The HIPAA Rules provide federal protections for patient health information held by Covered Entities (CEs) and Business Associates (BAs). HIPAA gives patients many rights with respect to their health information.

The Guide (especially Chapter 2) [PDF - 493 KB] provides details on the HIPAA Privacy, Security, and Breach Notification Rules, such as:

  • What types of information HIPAA protects

  • Who must comply with HIPAA

  • How patient information can be used and disclosed under the HIPAA Privacy Rule

 

Covered Entities and Business Associates

 

The HIPAA Rules apply to covered entities and business associates.  

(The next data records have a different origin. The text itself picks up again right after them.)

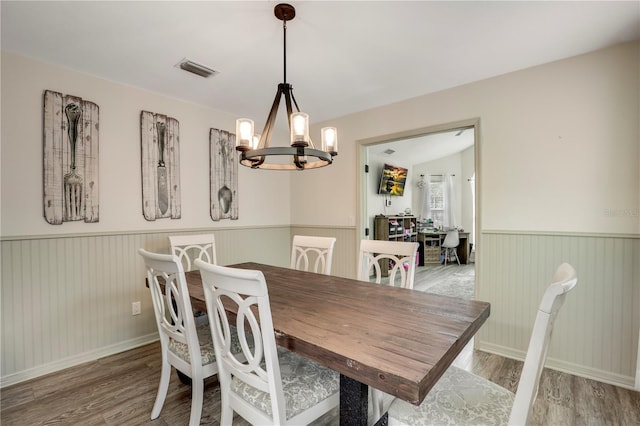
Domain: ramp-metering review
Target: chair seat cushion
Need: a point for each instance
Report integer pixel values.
(459, 398)
(207, 352)
(304, 382)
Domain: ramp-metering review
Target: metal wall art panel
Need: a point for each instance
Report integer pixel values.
(223, 175)
(160, 144)
(70, 145)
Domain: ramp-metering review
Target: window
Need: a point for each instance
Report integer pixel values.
(436, 190)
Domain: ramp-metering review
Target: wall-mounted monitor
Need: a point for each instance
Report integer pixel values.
(392, 180)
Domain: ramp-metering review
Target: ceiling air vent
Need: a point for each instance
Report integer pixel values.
(196, 68)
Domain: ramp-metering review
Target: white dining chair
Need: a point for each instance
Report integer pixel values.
(312, 253)
(398, 256)
(184, 347)
(188, 248)
(450, 245)
(462, 398)
(274, 386)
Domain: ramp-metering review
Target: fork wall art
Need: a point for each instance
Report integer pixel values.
(223, 175)
(70, 143)
(160, 140)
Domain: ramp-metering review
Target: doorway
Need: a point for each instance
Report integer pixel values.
(451, 149)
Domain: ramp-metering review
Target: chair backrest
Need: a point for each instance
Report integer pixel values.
(564, 280)
(191, 247)
(452, 239)
(172, 307)
(315, 251)
(399, 256)
(246, 290)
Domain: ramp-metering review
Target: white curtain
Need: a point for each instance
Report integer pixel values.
(449, 202)
(425, 210)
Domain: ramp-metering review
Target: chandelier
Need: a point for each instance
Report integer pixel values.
(256, 152)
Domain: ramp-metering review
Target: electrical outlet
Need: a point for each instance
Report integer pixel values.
(136, 308)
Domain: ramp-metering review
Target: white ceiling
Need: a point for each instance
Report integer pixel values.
(421, 149)
(343, 56)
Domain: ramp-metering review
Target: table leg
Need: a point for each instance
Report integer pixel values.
(353, 402)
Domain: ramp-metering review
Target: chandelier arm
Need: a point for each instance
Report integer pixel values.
(265, 137)
(294, 100)
(287, 100)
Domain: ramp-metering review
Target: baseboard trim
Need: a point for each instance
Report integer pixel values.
(622, 381)
(75, 360)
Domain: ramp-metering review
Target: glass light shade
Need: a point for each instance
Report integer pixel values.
(299, 129)
(329, 140)
(244, 134)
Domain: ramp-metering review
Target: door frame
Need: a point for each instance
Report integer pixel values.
(362, 159)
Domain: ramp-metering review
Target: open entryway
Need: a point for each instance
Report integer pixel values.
(436, 187)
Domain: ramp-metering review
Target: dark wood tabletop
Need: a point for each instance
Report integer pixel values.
(396, 340)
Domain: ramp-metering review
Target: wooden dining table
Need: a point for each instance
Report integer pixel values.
(397, 340)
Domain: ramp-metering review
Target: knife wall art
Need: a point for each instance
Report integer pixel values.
(223, 175)
(70, 158)
(160, 143)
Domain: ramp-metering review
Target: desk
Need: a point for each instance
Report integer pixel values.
(399, 341)
(462, 250)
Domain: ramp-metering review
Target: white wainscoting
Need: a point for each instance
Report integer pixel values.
(596, 333)
(67, 300)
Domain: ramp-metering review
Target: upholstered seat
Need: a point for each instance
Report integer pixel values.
(269, 385)
(297, 374)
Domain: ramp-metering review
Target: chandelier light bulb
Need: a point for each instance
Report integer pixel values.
(299, 129)
(244, 134)
(330, 140)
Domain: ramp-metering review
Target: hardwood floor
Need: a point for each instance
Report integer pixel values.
(120, 390)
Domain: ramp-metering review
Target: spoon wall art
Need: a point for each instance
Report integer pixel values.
(70, 157)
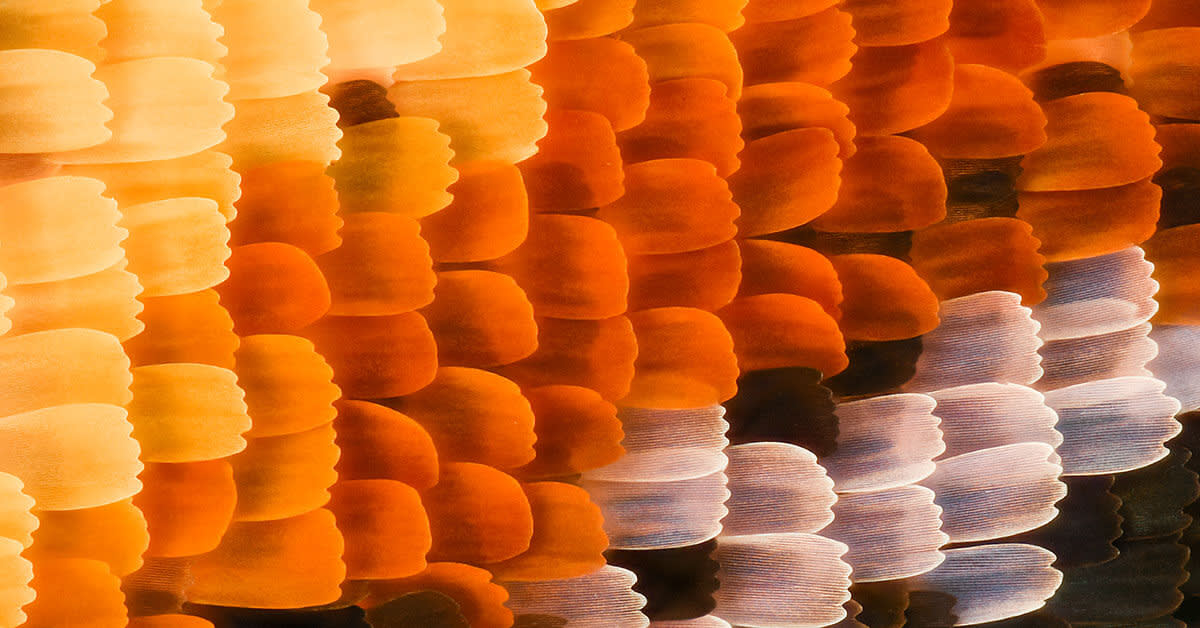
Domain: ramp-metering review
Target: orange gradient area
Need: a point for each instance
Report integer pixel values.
(1096, 139)
(813, 49)
(395, 165)
(63, 366)
(570, 267)
(786, 180)
(291, 202)
(480, 600)
(569, 73)
(288, 563)
(113, 533)
(377, 357)
(480, 318)
(706, 279)
(1081, 223)
(381, 443)
(273, 287)
(184, 328)
(891, 184)
(385, 528)
(883, 298)
(474, 417)
(781, 330)
(898, 23)
(583, 19)
(895, 89)
(672, 207)
(178, 245)
(77, 592)
(597, 354)
(685, 359)
(1072, 19)
(688, 118)
(52, 102)
(577, 165)
(991, 114)
(487, 219)
(771, 108)
(1174, 253)
(187, 412)
(568, 536)
(382, 268)
(1003, 34)
(478, 515)
(1164, 64)
(288, 384)
(577, 430)
(187, 506)
(487, 118)
(285, 476)
(769, 267)
(688, 51)
(204, 174)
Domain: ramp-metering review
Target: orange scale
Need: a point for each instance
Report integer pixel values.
(1174, 255)
(706, 279)
(577, 430)
(725, 15)
(385, 528)
(569, 73)
(184, 328)
(1096, 139)
(1003, 34)
(892, 184)
(781, 330)
(577, 165)
(288, 563)
(570, 267)
(1081, 223)
(1163, 73)
(377, 357)
(672, 207)
(786, 180)
(769, 267)
(597, 354)
(487, 219)
(568, 536)
(187, 506)
(583, 19)
(1073, 19)
(285, 476)
(288, 384)
(76, 592)
(813, 49)
(688, 51)
(480, 318)
(291, 202)
(478, 515)
(480, 600)
(688, 118)
(273, 287)
(895, 89)
(396, 165)
(382, 268)
(381, 443)
(991, 115)
(769, 108)
(685, 359)
(474, 417)
(883, 298)
(892, 23)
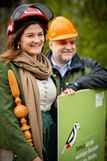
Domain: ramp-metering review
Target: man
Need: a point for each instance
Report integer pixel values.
(71, 72)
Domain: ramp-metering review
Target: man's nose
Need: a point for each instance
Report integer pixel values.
(68, 46)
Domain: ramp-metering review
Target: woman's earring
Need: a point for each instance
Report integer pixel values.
(18, 46)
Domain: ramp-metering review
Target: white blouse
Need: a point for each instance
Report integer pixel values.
(47, 91)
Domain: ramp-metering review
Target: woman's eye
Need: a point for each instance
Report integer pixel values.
(41, 34)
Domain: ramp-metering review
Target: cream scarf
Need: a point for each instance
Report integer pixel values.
(29, 69)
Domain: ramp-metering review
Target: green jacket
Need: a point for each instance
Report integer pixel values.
(83, 73)
(11, 136)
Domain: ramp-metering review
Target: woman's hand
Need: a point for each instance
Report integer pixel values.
(37, 159)
(68, 91)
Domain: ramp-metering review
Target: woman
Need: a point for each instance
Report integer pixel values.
(23, 55)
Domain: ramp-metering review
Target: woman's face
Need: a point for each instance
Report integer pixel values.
(32, 40)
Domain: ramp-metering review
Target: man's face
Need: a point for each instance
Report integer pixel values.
(62, 50)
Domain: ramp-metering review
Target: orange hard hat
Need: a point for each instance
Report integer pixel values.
(61, 28)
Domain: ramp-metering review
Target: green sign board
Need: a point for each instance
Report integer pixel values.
(81, 126)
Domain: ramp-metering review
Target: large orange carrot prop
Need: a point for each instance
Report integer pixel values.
(20, 110)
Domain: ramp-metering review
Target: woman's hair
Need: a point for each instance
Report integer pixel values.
(11, 51)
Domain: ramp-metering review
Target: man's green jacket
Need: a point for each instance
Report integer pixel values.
(84, 73)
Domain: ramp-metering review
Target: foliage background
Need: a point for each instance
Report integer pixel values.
(88, 16)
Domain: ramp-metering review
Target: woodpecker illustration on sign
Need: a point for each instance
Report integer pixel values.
(72, 137)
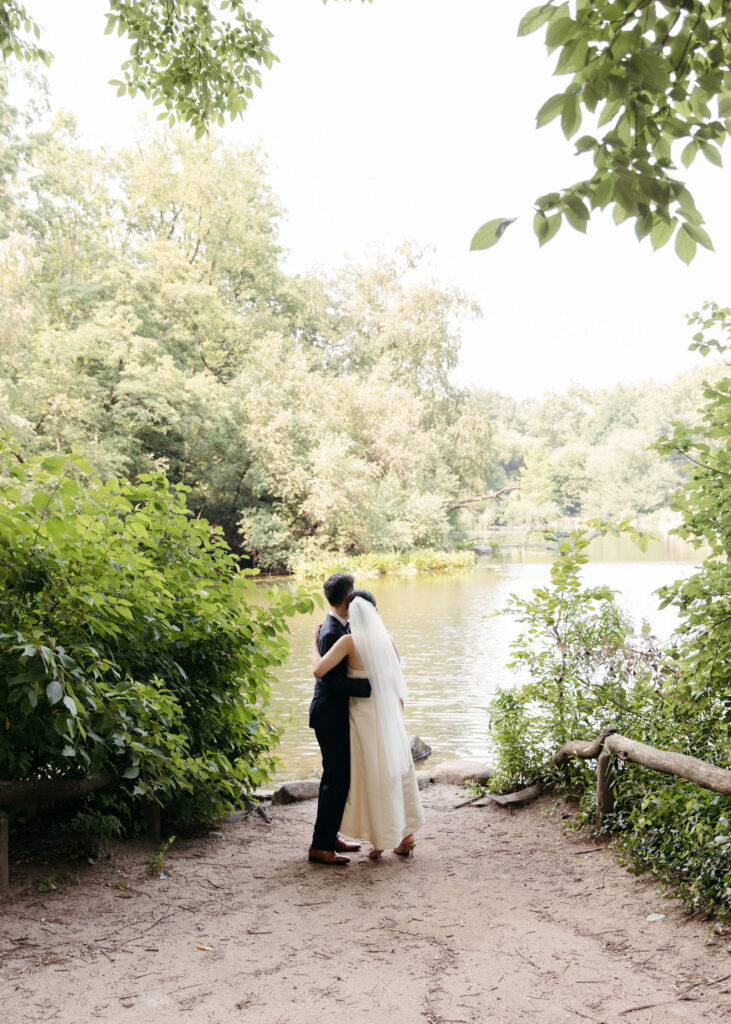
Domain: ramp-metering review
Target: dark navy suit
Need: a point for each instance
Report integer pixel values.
(329, 717)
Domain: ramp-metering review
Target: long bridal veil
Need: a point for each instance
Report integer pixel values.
(387, 686)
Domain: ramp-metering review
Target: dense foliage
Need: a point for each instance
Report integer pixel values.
(590, 454)
(148, 323)
(652, 77)
(129, 638)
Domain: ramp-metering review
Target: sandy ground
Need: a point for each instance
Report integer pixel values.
(500, 918)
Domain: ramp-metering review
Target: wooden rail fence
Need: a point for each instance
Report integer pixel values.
(609, 742)
(40, 791)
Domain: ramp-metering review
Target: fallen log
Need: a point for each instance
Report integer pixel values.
(609, 742)
(42, 790)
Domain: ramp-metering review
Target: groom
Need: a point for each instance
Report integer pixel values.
(329, 717)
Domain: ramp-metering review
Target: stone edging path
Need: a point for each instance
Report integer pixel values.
(500, 918)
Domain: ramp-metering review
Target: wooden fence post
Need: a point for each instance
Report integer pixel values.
(605, 794)
(152, 819)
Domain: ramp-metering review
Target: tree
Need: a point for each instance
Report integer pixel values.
(650, 76)
(197, 58)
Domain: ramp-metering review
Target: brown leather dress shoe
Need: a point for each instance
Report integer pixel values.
(327, 857)
(342, 846)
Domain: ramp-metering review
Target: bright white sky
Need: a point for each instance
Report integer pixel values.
(415, 119)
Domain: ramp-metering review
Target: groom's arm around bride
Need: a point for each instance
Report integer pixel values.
(329, 718)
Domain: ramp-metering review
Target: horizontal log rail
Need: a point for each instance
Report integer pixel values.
(40, 790)
(44, 790)
(610, 742)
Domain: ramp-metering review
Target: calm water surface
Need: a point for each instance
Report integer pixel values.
(453, 648)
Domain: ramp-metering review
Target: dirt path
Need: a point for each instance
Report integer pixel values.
(498, 919)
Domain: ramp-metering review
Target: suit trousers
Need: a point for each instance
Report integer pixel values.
(334, 786)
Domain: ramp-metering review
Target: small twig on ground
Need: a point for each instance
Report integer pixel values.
(677, 998)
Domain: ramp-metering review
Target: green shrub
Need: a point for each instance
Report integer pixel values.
(587, 670)
(129, 637)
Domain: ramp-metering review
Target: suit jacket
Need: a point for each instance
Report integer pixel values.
(329, 710)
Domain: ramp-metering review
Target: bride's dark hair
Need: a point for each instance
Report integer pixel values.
(366, 594)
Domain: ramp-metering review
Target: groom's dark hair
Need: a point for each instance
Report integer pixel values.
(337, 588)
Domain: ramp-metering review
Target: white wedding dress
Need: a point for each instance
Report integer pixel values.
(382, 808)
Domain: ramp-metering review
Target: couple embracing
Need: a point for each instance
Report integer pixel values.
(369, 785)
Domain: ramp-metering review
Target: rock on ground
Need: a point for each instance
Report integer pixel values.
(419, 749)
(292, 793)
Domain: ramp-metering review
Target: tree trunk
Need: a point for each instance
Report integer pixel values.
(38, 791)
(610, 741)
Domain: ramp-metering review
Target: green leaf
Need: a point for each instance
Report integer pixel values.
(700, 236)
(688, 155)
(490, 232)
(712, 154)
(661, 232)
(560, 31)
(551, 109)
(554, 222)
(534, 18)
(55, 463)
(541, 225)
(685, 245)
(570, 115)
(41, 500)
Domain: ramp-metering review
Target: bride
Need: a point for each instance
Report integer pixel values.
(383, 805)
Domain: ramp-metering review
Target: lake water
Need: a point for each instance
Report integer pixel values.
(455, 651)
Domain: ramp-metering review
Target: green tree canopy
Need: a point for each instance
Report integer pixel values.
(653, 80)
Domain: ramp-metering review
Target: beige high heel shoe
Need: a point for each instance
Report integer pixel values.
(405, 847)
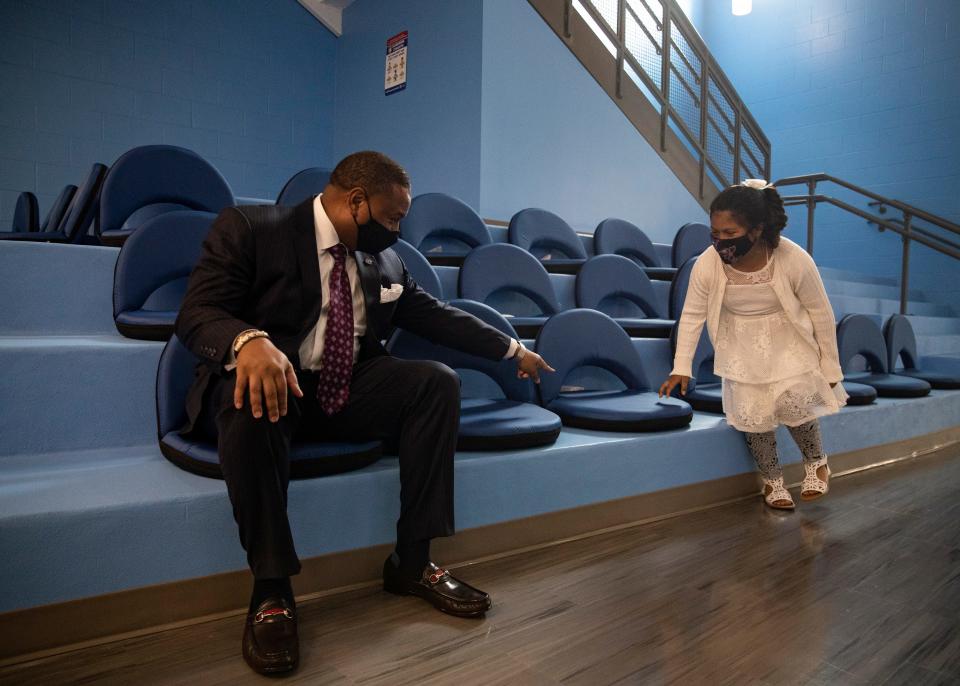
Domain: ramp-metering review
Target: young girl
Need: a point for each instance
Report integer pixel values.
(773, 333)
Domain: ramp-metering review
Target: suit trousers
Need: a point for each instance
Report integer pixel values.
(411, 405)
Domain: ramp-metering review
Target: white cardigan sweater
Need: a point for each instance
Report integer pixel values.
(797, 284)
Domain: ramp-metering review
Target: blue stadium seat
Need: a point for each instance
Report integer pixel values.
(578, 338)
(26, 214)
(302, 185)
(443, 228)
(421, 270)
(548, 238)
(508, 423)
(80, 213)
(58, 210)
(678, 288)
(154, 179)
(620, 237)
(618, 287)
(691, 240)
(705, 389)
(151, 275)
(902, 345)
(175, 374)
(858, 334)
(513, 282)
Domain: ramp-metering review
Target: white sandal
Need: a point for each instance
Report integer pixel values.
(813, 486)
(778, 493)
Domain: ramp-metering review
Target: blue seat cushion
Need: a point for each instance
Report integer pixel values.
(661, 273)
(151, 325)
(860, 394)
(527, 327)
(706, 397)
(646, 328)
(939, 380)
(627, 410)
(505, 425)
(306, 459)
(891, 385)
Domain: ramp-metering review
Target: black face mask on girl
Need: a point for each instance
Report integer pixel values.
(374, 237)
(732, 250)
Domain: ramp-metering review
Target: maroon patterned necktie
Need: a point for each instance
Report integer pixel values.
(336, 362)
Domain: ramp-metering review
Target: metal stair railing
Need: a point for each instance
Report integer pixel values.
(903, 227)
(656, 46)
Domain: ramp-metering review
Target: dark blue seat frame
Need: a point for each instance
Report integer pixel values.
(542, 234)
(508, 423)
(620, 237)
(902, 345)
(579, 338)
(605, 281)
(304, 184)
(690, 240)
(150, 277)
(175, 375)
(419, 268)
(858, 334)
(152, 179)
(501, 267)
(437, 217)
(79, 215)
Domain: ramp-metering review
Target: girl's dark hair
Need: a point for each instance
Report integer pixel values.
(754, 207)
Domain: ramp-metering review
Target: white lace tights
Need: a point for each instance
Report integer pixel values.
(763, 447)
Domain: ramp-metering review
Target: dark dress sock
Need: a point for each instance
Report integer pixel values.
(414, 556)
(265, 588)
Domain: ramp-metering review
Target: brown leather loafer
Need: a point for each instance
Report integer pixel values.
(270, 642)
(439, 588)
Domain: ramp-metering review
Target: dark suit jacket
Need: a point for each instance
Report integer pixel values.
(259, 270)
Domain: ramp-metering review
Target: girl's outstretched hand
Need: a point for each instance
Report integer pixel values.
(667, 387)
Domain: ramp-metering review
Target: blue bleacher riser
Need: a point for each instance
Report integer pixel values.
(81, 524)
(56, 289)
(74, 392)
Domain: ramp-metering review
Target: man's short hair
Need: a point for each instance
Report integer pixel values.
(370, 170)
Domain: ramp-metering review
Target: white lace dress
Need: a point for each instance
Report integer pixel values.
(771, 375)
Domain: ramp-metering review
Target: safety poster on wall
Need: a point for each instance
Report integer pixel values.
(395, 79)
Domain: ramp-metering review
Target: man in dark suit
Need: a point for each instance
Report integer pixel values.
(287, 308)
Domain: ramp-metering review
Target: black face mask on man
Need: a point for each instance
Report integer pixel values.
(372, 236)
(732, 250)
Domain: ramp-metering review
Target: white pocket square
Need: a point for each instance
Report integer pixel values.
(388, 295)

Individuals, organizations, and agencies that meet the definition of a covered entity under HIPAA must comply with the Rules' requirements to protect the privacy and security of health information and must provide individuals with certain rights with respect to their health information. If a covered entity engages a business associate to help it carry out its health care activities and functions, the covered entity must have a written business associate contract or other arrangement with the business associate that establishes specifically what the business associate has been engaged to do and requires the business associate to comply with the Rules’ requirements to protect the privacy and security of protected health information. In addition to these contractual obligations, business associates are directly liable for compliance with certain provisions of the HIPAA Rules.

If an entity does not meet the definition of a covered entity or business associate, it does not have to comply with the HIPAA Rules.  See definitions of “business associate” and “covered entity” at 45 CFR 160.103.

View an easy-to-use question and answer decision tool.

Fast Facts for Covered Entities

 

 

A Covered Entity is one of the following:

A Health Care Provider

This includes providers such as:

 

  • Doctors

  • Clinics

  • Psychologists

  • Dentists

  • Chiropractors

  • Nursing Homes

  • Pharmacies

 

...but only if they transmit any information in an electronic form in connection with a transaction for which HHS has adopted a standard.

 

 

A Health Plan

This includes:

 

  • Health insurance companies

  • HMOs

  • Company health plans

  • Government programs that pay for health care, such as Medicare, Medicaid, and the military and veterans health care programs

 

A Health Care Clearinghouse

This includes entities that process nonstandard health information they receive from another entity into a standard (i.e., standard electronic format or data content), or vice versa.